Al golpear a un niño como método de educación le estamos enseñando que la violencia se justifica en ciertos casos en los cuales se persigue un bien mayor; lo cual suena más a anacronismo guerrillero que a pedagogía en contexto, pues evidentemente el niño entenderá que ejercer violencia puede ser provechoso, y justificará violencias mayores en el futuro o peor aún, aceptará con pasividad las diferentes formas de violencia que contra él se ejerzan y las cuales no necesariamente serán físicas. De igual manera, la violencia no fomenta respeto; fomenta el miedo, y así convertimos el proceso educativo en casa en un maquiavelismo fiel a la máxima: “es mejor ser temido que amado”, y tendremos a un niño temeroso de equivocarse so pena de ser castigado físicamente, con lo cual tendremos adolescentes incapaces de abrirse a sus padres frente a las problemáticas cotidianas que deben enfrentar y para las cuales sería muy oportuna la experiencia de los viejos que no todo lo han aprendido en los libros.

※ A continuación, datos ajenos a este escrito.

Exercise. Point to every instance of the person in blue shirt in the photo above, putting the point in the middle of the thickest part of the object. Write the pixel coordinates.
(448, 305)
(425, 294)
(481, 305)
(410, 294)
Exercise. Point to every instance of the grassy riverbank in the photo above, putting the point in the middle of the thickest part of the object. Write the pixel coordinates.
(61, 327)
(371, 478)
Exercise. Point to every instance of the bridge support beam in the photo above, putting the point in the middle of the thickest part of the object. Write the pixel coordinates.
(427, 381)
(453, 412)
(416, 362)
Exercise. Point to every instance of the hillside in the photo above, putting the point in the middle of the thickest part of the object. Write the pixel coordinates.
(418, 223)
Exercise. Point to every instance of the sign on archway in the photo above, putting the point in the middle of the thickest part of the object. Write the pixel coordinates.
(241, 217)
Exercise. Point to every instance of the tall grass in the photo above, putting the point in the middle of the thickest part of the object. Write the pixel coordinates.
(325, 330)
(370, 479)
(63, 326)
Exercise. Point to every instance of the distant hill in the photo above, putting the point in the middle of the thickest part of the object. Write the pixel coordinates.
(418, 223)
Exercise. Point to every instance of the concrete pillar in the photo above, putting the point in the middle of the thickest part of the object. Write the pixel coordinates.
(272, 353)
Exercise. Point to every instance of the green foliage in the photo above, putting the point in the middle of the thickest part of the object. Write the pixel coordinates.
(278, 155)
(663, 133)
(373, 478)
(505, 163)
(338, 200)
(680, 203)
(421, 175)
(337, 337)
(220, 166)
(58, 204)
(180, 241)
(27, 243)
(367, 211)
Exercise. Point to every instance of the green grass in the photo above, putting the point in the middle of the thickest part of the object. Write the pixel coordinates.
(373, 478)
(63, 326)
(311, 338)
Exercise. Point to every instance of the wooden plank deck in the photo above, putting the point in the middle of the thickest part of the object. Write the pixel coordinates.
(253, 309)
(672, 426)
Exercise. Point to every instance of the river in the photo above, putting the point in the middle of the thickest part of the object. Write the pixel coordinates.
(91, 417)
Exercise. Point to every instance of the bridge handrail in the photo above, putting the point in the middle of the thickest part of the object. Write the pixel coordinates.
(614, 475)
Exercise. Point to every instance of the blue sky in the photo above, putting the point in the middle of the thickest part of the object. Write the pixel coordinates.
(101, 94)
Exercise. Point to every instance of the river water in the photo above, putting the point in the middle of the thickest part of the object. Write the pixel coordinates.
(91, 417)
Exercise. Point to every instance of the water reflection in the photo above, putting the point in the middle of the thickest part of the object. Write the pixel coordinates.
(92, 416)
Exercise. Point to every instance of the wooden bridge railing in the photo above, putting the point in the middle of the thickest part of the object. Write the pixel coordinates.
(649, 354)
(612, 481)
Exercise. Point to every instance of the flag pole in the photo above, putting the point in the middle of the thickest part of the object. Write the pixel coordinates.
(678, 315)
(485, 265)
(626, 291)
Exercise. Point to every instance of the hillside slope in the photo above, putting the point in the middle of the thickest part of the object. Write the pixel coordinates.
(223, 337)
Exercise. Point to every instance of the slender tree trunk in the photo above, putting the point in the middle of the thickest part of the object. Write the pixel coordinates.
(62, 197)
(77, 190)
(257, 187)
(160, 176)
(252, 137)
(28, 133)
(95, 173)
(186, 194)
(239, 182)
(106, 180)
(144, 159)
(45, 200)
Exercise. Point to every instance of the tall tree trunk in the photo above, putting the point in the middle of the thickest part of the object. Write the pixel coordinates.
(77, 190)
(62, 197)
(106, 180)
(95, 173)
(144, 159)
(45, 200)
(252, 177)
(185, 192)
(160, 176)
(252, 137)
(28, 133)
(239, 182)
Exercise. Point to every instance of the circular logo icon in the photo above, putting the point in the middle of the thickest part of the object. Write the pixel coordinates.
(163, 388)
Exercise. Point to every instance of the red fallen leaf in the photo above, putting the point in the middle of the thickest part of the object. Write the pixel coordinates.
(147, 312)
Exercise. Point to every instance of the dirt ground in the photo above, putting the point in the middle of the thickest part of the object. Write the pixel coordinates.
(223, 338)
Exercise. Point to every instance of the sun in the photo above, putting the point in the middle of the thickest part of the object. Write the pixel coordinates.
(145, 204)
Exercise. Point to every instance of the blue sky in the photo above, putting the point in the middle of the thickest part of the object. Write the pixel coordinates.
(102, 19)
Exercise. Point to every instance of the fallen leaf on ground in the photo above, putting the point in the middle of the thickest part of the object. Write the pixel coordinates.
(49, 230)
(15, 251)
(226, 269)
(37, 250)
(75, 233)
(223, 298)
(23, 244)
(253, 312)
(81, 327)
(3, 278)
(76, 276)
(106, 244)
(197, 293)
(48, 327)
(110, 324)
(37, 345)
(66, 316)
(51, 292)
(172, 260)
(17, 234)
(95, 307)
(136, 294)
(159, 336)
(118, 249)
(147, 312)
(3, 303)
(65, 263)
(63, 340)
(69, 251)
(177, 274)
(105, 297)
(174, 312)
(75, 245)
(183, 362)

Por último, golpear a alguien más débil es una de las peores arbitrariedades que se pueden cometer. El profesor Julián de Zubiría insiste al respecto: “si golpeamos a otro adulto es violencia pero, ¿Si golpeo a un niño es educación? Evidentemente, golpear a otro no funciona en medio de las comunidades humanas, pues la violencia solo engendra violencia, la cual suele ser justificada bajo el argumento más falaz de todos: “es mi hijo y yo lo educo como quiera”. Como si las personas fueran objetos para ser moldeados según mis criterios y mis bajezas. Por más pequeño que sea, tiene derechos y necesidades de aprendizaje en una sociedad harta de violencia y de masacres justificadas hasta por nuestros dirigentes, los “padres” de la patria quienes aprendieron seguramente desde niños que la violencia es buena y necesaria en medio de tantas equivocaciones infantiles.

A mi hijo le doy una palmada cada día y él se ríe, pues está desprovista de toda violencia, hace parte de nuestro ritual de juegos y él ha comprendido que las manos de sus padres no serán utilizadas para violentarlo, sino para protegerlo y formarlo. Para golpearlo está la vida que acaba dándonos duro a todos y yo no le voy a ayudar, como diría Héctor Abad Gómez. Celebro la decisión de Francia y espero que su ejemplo redunde en naciones como la nuestra, no por decreto sino por convicción de la necesidad de erradicar todo tipo de violencia.